At the end, we are still not bearing fruit, still not producing a harvest of goodness for ourselves, for others, for God. Sooner or later, we are accountable for how we choose to invest our lives.
This week’s Lenten mission is an opportunity for us to make this commitment – not just as individuals, but as a community. From Monday through Wednesday evening, between 7.00 and 9.00 PM, we will explore the wonderful teaching on holiness which is found in Pope Francis’ recent letter Gaudete et Exsultate, “Rejoice and be Glad!” We will discover that the call to holiness involves embracing our brokenness, growing into wholeness, so that we may joyfully respond to Jesus’ call to each of us: to be holy, to serve generously, and to bear witness courageously.

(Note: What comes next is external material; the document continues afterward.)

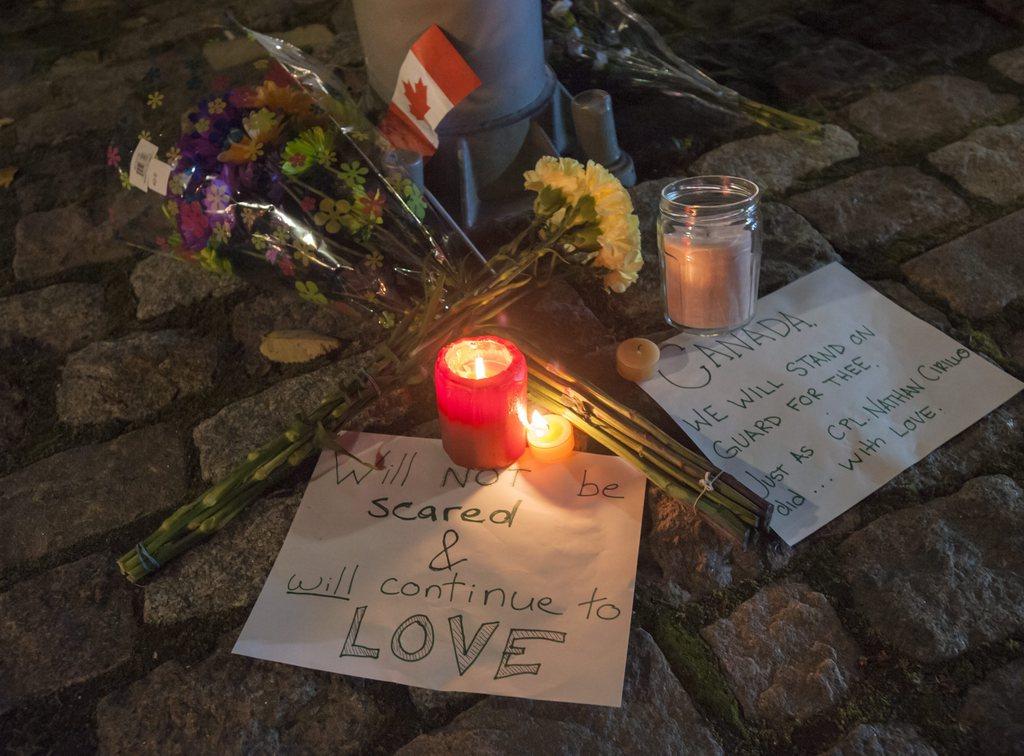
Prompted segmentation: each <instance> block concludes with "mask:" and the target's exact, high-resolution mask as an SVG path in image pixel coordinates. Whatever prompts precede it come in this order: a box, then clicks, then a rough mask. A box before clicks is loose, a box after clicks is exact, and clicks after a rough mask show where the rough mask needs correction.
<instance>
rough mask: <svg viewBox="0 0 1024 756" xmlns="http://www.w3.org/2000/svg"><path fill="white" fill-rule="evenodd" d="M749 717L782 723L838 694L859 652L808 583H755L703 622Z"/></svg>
mask: <svg viewBox="0 0 1024 756" xmlns="http://www.w3.org/2000/svg"><path fill="white" fill-rule="evenodd" d="M702 635H703V637H705V639H706V640H707V641H708V643H709V644H710V645H711V647H712V648H713V649H714V650H715V654H716V655H717V656H718V659H719V662H720V663H721V665H722V668H723V669H724V670H725V673H726V675H727V676H728V678H729V682H730V685H731V687H732V690H733V692H734V694H735V695H736V698H737V699H738V700H739V703H740V705H741V706H742V708H743V713H744V714H745V715H746V716H748V717H751V718H753V719H757V720H762V721H763V722H764V723H765V724H766V725H767V726H770V727H777V728H784V727H786V726H787V725H792V724H793V723H795V722H800V721H801V720H803V719H805V718H807V717H810V716H811V715H813V714H816V713H818V712H820V711H822V710H824V709H828V708H830V707H833V706H835V705H836V704H838V703H839V702H840V701H842V700H843V699H844V698H845V697H846V695H847V692H848V690H849V688H850V685H851V684H852V682H853V681H854V680H855V679H856V678H857V676H858V670H857V659H858V657H859V656H860V652H859V649H858V647H857V644H856V642H855V641H854V640H853V639H852V638H851V637H850V636H849V635H848V634H847V632H846V630H845V629H844V628H843V626H842V624H841V623H840V621H839V617H837V615H836V611H835V610H834V608H833V607H831V605H829V603H828V600H827V599H826V598H825V597H824V596H823V595H822V594H821V593H818V592H816V591H813V590H811V589H810V588H809V587H808V586H806V585H803V584H799V583H780V584H776V585H771V586H768V587H767V588H763V589H762V590H761V591H759V592H758V593H757V594H756V595H755V596H754V597H753V598H751V599H749V600H748V601H744V602H743V603H741V604H740V605H739V607H738V608H736V611H735V612H733V613H732V615H731V616H730V617H728V618H724V619H722V620H719V621H718V622H715V623H713V624H711V625H709V626H708V627H706V628H705V629H703V630H702Z"/></svg>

We will take time to praise God in song, to hear the teaching of Pope Francis, to listen to lay witnesses share their own stories of their journey to holiness, service and mission. We will pray together and come together for fellowship and support. You are all invited, and we hope you will bring a friend or two with you!!
So, dear brothers and sisters, let us remember: We are standing on holy ground. We ARE holy ground. Each of us individually is holy ground, all of us together are holy ground, all of God’s creation is holy ground. So let us strengthen one another in our resolve this Lent to make space, to dig around those tired, crowded-in roots, to spread the fertilizer, to tend this Holy Ground in which God has planted us. May we burn like that bush in the wilderness with a passion for God’s Kingdom, for the vision that Jesus has rooted in us, for the vocation to which he has called each of us. May we burn with a flame blazing yet unconsumed: bringing light and warmth not only to ourselves, but to all around us.